The sensory room was officially opened by BBC Radio Wales presenter Wynne Evans, pictured here with Rhys Thomas.

The National Waterfront Museum has introduced a new sensory room to offer visitors with conditions such as autism and learning disabilities a place to relax and take a break away from the noise and bustle of its galleries.


The Chill Out room includes highly-coloured soft flooring, beanbags to relax on, a colour-changing effect on the ceiling, natural sounds like birdsong and lapping waves, and a selection of different-textured toys to handle.


And the room, which was converted from a first aid room, is believed to be the first of its kind in a public museum in Wales.


The room was suggested by gallery assistant Suzanne Benney, who had completed an autism champion training day, and herself has a son with autism.
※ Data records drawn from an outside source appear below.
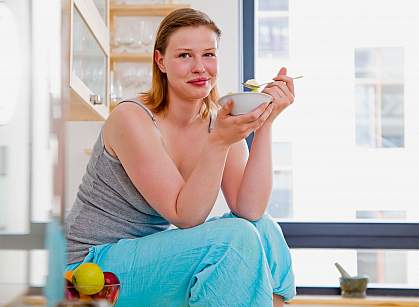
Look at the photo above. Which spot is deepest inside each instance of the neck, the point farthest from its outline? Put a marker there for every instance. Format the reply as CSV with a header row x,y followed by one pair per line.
x,y
182,112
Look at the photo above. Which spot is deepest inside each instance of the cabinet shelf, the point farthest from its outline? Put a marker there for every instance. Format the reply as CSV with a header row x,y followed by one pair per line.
x,y
144,10
131,57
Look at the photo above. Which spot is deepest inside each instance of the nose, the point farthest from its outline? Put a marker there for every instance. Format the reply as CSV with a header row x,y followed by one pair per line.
x,y
198,67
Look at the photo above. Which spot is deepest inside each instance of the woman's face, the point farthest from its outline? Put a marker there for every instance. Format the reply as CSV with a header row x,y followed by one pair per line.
x,y
190,62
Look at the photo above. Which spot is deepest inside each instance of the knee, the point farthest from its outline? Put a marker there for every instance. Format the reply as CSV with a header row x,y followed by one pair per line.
x,y
267,223
237,232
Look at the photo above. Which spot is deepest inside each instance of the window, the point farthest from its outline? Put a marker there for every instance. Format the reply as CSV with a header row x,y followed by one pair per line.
x,y
272,18
336,194
379,95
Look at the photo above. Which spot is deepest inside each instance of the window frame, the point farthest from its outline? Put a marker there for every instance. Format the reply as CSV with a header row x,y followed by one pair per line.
x,y
336,235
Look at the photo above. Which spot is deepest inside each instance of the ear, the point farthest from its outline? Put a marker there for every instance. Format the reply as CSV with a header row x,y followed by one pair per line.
x,y
158,58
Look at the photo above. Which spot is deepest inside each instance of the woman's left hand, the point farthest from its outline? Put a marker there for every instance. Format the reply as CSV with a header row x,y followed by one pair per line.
x,y
282,92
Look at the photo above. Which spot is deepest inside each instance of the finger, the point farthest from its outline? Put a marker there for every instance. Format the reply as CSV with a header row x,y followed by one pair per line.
x,y
260,121
288,80
275,91
226,109
285,90
282,71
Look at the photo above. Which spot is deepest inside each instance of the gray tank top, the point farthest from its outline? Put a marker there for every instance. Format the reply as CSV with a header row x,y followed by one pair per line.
x,y
108,207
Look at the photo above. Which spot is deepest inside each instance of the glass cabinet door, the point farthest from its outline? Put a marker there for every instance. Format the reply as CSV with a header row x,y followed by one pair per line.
x,y
89,62
102,6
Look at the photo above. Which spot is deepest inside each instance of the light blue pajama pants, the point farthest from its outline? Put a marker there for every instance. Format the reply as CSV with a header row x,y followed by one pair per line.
x,y
226,261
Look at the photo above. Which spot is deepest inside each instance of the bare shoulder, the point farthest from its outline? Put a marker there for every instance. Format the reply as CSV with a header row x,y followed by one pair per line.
x,y
126,121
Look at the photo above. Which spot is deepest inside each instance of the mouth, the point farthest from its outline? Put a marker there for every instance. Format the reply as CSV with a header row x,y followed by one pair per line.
x,y
198,81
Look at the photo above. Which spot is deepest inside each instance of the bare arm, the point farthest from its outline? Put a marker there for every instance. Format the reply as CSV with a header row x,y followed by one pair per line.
x,y
249,196
185,203
247,183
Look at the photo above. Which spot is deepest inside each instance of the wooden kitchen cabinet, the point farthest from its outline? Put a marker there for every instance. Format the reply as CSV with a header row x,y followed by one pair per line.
x,y
130,60
89,60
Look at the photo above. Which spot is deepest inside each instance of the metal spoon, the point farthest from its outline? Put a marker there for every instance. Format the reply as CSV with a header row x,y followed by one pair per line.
x,y
255,87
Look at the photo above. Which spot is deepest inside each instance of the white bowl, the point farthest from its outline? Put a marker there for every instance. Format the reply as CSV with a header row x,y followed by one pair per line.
x,y
245,102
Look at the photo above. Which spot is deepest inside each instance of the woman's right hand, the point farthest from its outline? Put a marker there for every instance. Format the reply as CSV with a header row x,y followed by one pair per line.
x,y
231,129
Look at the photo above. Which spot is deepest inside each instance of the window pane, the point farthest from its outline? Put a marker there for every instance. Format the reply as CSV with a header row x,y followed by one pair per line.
x,y
268,5
280,204
364,119
364,64
392,63
273,36
360,75
392,116
385,268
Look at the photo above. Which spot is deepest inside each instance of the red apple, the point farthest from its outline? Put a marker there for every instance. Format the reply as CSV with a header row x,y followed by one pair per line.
x,y
70,291
110,291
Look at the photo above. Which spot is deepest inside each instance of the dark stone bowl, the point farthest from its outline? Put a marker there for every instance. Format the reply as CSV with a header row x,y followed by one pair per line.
x,y
354,286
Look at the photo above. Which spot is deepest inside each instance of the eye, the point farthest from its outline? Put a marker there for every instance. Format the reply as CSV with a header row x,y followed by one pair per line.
x,y
184,55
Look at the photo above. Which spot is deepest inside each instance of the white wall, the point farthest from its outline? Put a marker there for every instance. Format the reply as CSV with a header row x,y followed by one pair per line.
x,y
81,136
14,186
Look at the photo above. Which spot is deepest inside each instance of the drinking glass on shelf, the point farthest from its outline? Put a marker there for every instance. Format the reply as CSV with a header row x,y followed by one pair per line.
x,y
147,34
123,37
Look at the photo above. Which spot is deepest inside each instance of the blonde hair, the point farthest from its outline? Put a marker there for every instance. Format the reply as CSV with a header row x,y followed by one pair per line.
x,y
157,97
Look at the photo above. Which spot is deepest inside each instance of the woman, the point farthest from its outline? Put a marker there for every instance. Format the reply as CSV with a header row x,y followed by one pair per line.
x,y
157,163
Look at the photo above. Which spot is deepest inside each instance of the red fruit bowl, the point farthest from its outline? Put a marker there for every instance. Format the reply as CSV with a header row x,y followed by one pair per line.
x,y
109,293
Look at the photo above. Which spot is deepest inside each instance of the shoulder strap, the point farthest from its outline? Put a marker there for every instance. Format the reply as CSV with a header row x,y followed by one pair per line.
x,y
141,104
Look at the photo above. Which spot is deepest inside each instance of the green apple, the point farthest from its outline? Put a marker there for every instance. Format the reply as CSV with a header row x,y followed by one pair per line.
x,y
88,278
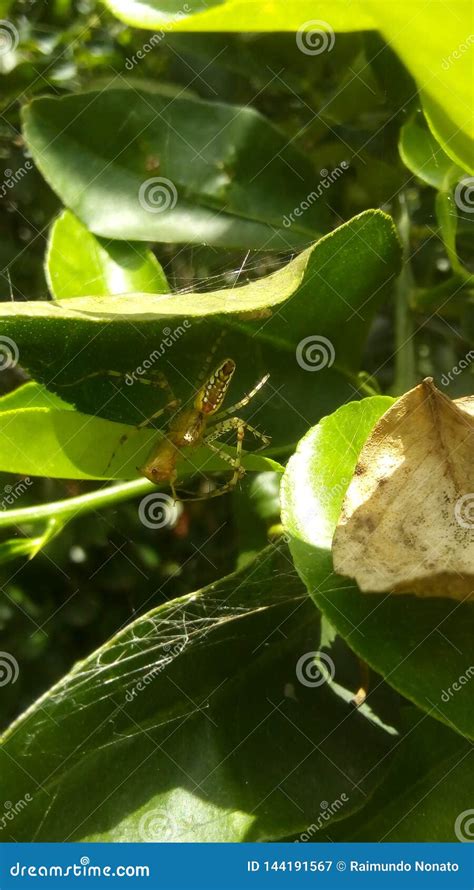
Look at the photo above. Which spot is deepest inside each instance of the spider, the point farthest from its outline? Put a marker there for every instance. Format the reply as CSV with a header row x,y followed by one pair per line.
x,y
201,424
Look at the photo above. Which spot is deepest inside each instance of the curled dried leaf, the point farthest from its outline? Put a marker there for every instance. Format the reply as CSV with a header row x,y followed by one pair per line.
x,y
407,522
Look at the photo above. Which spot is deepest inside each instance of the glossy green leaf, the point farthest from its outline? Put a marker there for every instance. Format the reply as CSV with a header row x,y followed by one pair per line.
x,y
447,215
423,155
426,790
172,170
420,646
80,265
441,64
326,298
169,726
33,395
71,445
235,15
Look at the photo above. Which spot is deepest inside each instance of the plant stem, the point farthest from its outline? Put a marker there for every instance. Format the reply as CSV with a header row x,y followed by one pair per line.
x,y
83,503
405,364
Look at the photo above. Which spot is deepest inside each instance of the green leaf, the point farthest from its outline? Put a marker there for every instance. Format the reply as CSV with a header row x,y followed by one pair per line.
x,y
441,64
80,265
234,15
423,155
329,294
33,395
180,170
420,646
170,725
447,215
71,445
427,788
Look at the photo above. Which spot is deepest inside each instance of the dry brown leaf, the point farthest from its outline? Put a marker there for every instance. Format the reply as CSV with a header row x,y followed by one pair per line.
x,y
407,522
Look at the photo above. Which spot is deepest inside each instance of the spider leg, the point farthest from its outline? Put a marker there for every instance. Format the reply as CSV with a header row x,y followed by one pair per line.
x,y
223,426
210,358
170,405
156,379
245,400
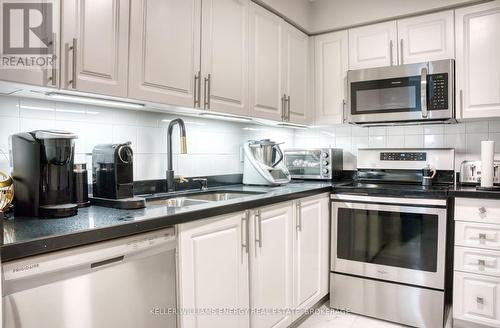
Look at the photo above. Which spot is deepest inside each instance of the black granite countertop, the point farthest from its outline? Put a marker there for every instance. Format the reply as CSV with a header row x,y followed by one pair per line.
x,y
472,192
32,236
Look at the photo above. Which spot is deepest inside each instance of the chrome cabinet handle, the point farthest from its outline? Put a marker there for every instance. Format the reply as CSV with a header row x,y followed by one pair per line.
x,y
299,216
423,92
461,103
207,91
344,114
288,109
197,89
283,102
390,52
53,78
74,49
402,53
244,231
258,225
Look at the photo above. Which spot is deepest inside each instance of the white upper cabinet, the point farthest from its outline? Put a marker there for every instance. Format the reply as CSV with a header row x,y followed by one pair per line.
x,y
373,46
164,50
33,58
95,38
426,38
331,58
477,61
266,67
224,56
296,83
213,271
271,265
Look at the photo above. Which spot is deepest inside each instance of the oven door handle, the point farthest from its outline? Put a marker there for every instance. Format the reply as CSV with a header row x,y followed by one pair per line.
x,y
423,92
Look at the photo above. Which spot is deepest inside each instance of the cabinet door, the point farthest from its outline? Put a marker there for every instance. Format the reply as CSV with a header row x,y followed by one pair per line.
x,y
311,252
266,68
213,271
330,77
296,71
271,268
426,38
31,56
164,50
476,299
100,29
477,64
225,55
373,46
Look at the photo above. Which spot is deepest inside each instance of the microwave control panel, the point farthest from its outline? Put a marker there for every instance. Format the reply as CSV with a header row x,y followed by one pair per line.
x,y
438,91
406,156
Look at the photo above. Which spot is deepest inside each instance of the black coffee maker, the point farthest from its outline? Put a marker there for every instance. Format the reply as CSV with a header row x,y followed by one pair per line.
x,y
43,173
113,171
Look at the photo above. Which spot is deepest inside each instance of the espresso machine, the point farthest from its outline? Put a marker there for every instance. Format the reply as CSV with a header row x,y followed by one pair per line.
x,y
113,171
264,164
43,173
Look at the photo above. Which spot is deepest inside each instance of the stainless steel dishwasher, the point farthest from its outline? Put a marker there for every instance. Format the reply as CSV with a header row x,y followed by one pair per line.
x,y
126,283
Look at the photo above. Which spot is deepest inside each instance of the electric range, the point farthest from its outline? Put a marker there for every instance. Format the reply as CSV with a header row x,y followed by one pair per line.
x,y
389,236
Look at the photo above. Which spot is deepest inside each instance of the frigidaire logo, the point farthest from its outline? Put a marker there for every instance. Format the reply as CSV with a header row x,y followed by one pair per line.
x,y
27,33
26,267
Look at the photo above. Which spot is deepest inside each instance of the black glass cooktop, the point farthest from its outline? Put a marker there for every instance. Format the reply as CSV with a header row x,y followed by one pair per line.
x,y
393,189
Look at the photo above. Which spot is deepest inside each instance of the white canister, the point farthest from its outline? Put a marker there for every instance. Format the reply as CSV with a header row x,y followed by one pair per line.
x,y
487,158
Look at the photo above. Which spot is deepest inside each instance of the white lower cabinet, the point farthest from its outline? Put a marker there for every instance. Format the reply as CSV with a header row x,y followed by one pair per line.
x,y
476,282
476,299
271,266
310,252
263,260
213,271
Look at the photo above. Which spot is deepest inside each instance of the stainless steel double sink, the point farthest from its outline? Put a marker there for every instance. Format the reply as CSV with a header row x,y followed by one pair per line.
x,y
191,199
Her own experiences, and a fact-finding visit to a facility at Ysgol Pen-y-Bryn special school in Swansea, saw her produce a “shopping list” of items for the room, such as visually stimulating bubble lamps and toys with different textures. “Having a room where people can go and take time out is really important, and can make the difference to a visit somewhere,” says Suzanne.


Other staff have also contributed input – including teenage volunteer Rhys Thomas, who himself has autism.


“The Chill Out room significantly extends the range of services we are able to provide for our visitors,” says visitor services manager Leighton Sault-Jones.